Consider other perspectives, but don’t forget history

Let me be clear: I like Bernie Sanders in general. I voted for him over Hillary Clinton, and if I could have ranked my ballot, I would have put him as my second choice in 2020 after Elizabeth Warren. I agree with the results of his decision to support Ukraine and push for a two-state solution in Israel regardless of whether Bibi supports it or not, and he never has and never will.

But I fundamentally disagree with how Bernie Sanders got to his conclusion to support Ukraine. This is mostly in response to claims he made in this article by The Nation. I recommend reading it.

Bernie Sanders says the following:

I know it is not very popular in Washington to consider the perspectives of our adversaries, but I think it is important in formulating good policy.
One of the precipitating factors of this crisis, at least from Russia’s perspective, is the prospect of an enhanced security relationship between Ukraine and the United States and Western Europe, including what Russia sees as the threat of Ukraine joining the North Atlantic Treaty Alliance (NATO), a military alliance originally created in 1949 to confront the Soviet Union.

He references former defense secretary William Perry, who was the Secretary of Defense under Bill Clinton.

In the last few years, most of the blame can be pointed at the actions that Putin has taken. But in the early years I have to say that the United States deserves much of the blame. Our first action that really set us off in a bad direction was when NATO started to expand, bringing in eastern European nations, some of them bordering Russia.

I disagree with his choice of words here, and William Perry is simply wrong about the reasons why countries wanted to join NATO as soon as they could in the 1990s and 2000s. Both officials forget what happened between 1945 and 1949.

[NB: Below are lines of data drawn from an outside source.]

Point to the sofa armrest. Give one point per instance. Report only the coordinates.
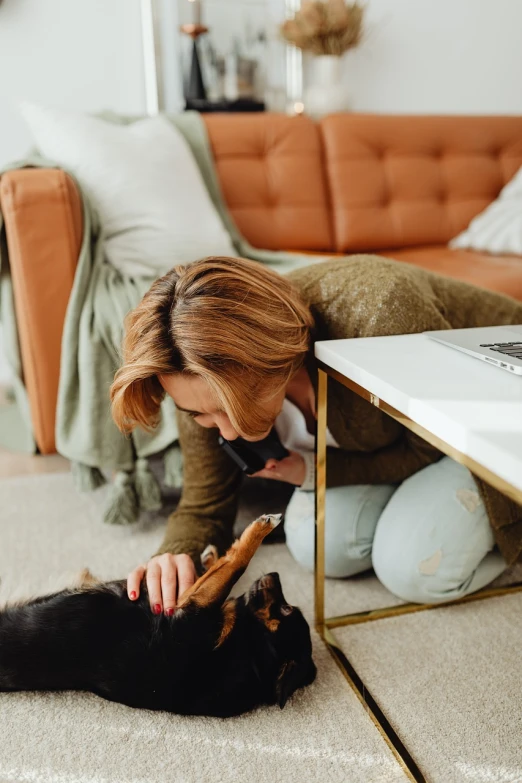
(43, 220)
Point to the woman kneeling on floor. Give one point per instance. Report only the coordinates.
(231, 341)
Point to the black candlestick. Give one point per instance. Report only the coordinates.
(195, 87)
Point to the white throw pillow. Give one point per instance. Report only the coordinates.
(151, 198)
(499, 228)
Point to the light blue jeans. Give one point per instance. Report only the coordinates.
(428, 539)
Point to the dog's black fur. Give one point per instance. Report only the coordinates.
(220, 659)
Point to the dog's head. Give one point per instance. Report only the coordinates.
(254, 649)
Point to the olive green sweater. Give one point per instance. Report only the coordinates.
(353, 296)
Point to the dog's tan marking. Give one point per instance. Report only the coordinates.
(264, 615)
(217, 582)
(229, 619)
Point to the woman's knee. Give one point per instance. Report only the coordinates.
(351, 518)
(433, 542)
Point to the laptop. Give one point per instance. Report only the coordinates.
(498, 345)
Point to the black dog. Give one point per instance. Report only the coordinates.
(212, 657)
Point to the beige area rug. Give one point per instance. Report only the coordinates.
(323, 734)
(449, 680)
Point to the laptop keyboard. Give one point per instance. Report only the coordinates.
(508, 349)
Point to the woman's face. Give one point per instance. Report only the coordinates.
(194, 396)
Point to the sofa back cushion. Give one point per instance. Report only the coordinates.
(400, 181)
(271, 172)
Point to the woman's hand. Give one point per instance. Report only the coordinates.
(168, 576)
(291, 469)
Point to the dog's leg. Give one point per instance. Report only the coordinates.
(209, 557)
(215, 585)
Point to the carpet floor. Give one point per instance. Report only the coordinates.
(449, 679)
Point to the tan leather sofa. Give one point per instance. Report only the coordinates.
(401, 186)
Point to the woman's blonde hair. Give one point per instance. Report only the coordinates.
(233, 322)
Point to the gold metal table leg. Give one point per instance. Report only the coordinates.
(324, 625)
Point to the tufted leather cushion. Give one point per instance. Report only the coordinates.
(398, 181)
(44, 226)
(271, 173)
(496, 273)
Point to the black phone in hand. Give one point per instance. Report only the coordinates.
(252, 456)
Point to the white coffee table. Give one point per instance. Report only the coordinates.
(466, 408)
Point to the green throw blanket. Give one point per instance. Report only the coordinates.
(90, 355)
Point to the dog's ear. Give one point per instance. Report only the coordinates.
(216, 583)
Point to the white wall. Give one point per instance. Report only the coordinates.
(82, 54)
(419, 56)
(443, 56)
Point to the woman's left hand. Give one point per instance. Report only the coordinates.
(291, 469)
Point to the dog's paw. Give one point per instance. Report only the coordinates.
(209, 556)
(269, 519)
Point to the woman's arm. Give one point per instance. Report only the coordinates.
(208, 506)
(388, 465)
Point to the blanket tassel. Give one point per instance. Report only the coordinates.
(147, 488)
(173, 464)
(86, 478)
(123, 505)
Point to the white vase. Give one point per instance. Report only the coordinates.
(326, 93)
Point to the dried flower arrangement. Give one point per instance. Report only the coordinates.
(325, 27)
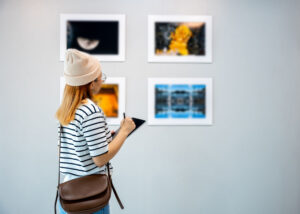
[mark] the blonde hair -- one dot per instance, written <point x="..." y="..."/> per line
<point x="73" y="97"/>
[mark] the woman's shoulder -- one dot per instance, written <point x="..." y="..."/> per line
<point x="88" y="108"/>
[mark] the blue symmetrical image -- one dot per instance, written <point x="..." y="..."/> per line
<point x="180" y="101"/>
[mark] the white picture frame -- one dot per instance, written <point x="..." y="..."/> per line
<point x="121" y="82"/>
<point x="164" y="113"/>
<point x="165" y="56"/>
<point x="86" y="18"/>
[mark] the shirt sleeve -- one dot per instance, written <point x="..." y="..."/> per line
<point x="93" y="128"/>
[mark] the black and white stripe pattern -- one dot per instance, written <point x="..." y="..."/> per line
<point x="87" y="136"/>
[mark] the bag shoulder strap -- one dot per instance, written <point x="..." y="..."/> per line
<point x="58" y="181"/>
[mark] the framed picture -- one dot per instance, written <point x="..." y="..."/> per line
<point x="180" y="39"/>
<point x="97" y="34"/>
<point x="180" y="101"/>
<point x="111" y="98"/>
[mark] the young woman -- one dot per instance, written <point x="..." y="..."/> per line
<point x="86" y="141"/>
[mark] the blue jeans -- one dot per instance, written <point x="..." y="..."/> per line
<point x="104" y="210"/>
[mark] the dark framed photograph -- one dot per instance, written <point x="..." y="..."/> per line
<point x="102" y="36"/>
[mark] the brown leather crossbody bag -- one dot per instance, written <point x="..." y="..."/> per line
<point x="86" y="194"/>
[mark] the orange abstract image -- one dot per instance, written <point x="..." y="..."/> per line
<point x="107" y="99"/>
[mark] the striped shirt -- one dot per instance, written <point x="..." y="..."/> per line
<point x="85" y="137"/>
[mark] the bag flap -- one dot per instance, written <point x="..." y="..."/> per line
<point x="83" y="187"/>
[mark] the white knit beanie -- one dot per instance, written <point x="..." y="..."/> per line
<point x="80" y="68"/>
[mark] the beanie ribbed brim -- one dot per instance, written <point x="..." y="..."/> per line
<point x="82" y="80"/>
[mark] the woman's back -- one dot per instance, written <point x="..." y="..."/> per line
<point x="85" y="137"/>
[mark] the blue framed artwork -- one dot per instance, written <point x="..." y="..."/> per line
<point x="180" y="101"/>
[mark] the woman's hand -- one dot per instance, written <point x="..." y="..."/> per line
<point x="127" y="125"/>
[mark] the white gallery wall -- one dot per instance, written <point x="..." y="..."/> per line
<point x="247" y="162"/>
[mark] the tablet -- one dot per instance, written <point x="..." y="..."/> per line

I have already written out the history of why NATO exists in my article But Why NATO?, which outlines how the Soviet Union, through fraudulent elections, coups, and invasions, conquered Eastern Europe.

One cannot understand the reason why NATO exists without fully recognizing the reason why NATO was started in the first place.

This is where Bernie Sanders and the rest of the American political elite get history wrong. Ukraine is no more part of Russia than East Germany. Russia has no right to Ukraine. Russia has no right to Chechnya. Russia has no right to Georgia.

Joining NATO is a choice made by sovereign states. Joining the Warsaw Pact was done by gunpoint.

The two could not possibly be more different.

Bernie needs to get his telling of history right.